Come unstuck : Başarısız olmak. Ayrılmak. Düş kırıklığına uğramak. Gevşemek. Yüzü kızarmak. Kötü gitmek. Rezil olmak. Suya düşmek. Yanılmak.

Braiding : Saç örgüsü. Örme. Örgü biçiminde motif. Örgü biçimli süs.

Chaplet : Dizi boncuk. Küçük tespih. Başa konan çelenk. Peternoster. Çiçekten taç. Çelenk.

Ground : Toprak. İyileşmek. Yer. Çakmak. Yere sermek. Hareket izni vermemek. Kırsal toprak. Temel neden. Yere indirmek.

Sea front : Kıyı kesimi. Şehrin denize bakan kısmı. Rıhtım.

Mire down : Yarıda kalmak. Yarım kalmak.

Yarns : Hikaye. Masal.

Hand knitted : El ile örülmüş. El örgüsü.

Echelon : İngiltere. Avustralya ve yeni zelanda istihbarat örgütlerinin dünya üzerindeki iletişim sistemlerini denetlemek amacıyla kurdukları ortak projenin kod adı. Diziliş. Nizamına göre tanzim etmek. Kanada. Basamak. Abd. Işığı renklere ayıran cihaz. Paralel dizilme.

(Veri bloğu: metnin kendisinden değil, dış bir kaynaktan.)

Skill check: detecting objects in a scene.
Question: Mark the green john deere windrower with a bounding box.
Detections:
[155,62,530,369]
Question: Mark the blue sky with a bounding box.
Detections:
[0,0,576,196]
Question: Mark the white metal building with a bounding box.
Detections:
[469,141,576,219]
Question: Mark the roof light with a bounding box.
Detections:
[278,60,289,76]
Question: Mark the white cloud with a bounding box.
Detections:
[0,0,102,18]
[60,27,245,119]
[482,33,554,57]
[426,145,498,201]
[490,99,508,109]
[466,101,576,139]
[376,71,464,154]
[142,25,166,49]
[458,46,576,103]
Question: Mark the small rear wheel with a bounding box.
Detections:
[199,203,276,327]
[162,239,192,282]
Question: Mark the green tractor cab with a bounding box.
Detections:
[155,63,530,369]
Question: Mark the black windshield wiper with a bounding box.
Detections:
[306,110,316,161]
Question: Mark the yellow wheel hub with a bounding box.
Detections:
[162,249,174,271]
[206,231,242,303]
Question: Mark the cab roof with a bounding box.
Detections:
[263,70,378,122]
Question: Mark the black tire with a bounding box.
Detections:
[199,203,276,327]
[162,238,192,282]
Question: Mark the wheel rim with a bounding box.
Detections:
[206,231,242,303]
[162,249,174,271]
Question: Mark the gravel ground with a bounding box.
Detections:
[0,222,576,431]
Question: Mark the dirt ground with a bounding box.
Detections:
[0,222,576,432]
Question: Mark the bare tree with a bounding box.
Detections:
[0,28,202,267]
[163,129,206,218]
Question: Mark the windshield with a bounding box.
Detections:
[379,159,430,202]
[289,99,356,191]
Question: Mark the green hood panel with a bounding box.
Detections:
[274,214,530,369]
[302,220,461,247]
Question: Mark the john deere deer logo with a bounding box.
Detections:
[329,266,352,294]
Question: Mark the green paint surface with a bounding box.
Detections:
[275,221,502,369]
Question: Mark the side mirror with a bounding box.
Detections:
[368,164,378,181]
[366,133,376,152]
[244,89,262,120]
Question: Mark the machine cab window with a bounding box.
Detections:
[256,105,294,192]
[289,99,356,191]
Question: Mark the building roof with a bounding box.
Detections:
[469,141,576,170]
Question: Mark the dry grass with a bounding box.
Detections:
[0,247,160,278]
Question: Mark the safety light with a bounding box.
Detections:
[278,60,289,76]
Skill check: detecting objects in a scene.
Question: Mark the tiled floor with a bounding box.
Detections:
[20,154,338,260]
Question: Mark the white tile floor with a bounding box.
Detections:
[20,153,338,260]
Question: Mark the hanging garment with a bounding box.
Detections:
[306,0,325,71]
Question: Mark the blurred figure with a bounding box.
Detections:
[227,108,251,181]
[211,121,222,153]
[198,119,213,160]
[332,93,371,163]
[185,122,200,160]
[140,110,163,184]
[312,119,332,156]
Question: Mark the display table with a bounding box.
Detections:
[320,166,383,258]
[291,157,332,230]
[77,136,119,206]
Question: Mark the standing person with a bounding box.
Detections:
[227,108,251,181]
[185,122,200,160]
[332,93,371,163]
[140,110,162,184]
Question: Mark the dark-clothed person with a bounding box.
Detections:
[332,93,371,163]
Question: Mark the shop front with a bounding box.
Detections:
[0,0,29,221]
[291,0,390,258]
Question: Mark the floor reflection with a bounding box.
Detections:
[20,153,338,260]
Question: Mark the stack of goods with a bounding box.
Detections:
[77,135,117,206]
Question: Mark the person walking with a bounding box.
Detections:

Waterside : Sahilde yaşayan. Irmak kıyısı. Sahilde bulunan. Su kenarında biten. Göl kıyısı. Deniz kıyısı. Sahilde olan.

Strand synonyms : adit, knittings, brink, bombs, knitted, beaches, flexes, coastlines, heated, rivage, come to grief, actinolite, abandoned mine, chorda, maroon, instance, rope yarn, chording, grid, buy it, littoral, desolate, shipwrecks, wreck, filament, littorals, plait, acid treatment, bank, banks, additional flotation, degree, plaits.

Strand ingilizce tanımı, definition of Strand

Strand kelimesinin İngilizce - İngilizce çevirisi (English to English) : To drift, or be driven, on shore to run aground. As, to strand a ship. To drive on a strand. One of the twists, or strings, as of fibers, wires, etc., of which a rope is composed. Rarely, the margin of a navigable river. To break a strand of (a rope). As, the ship stranded at high water. The shore, especially the beach of a sea, ocean, or large lake. Hence, to run aground.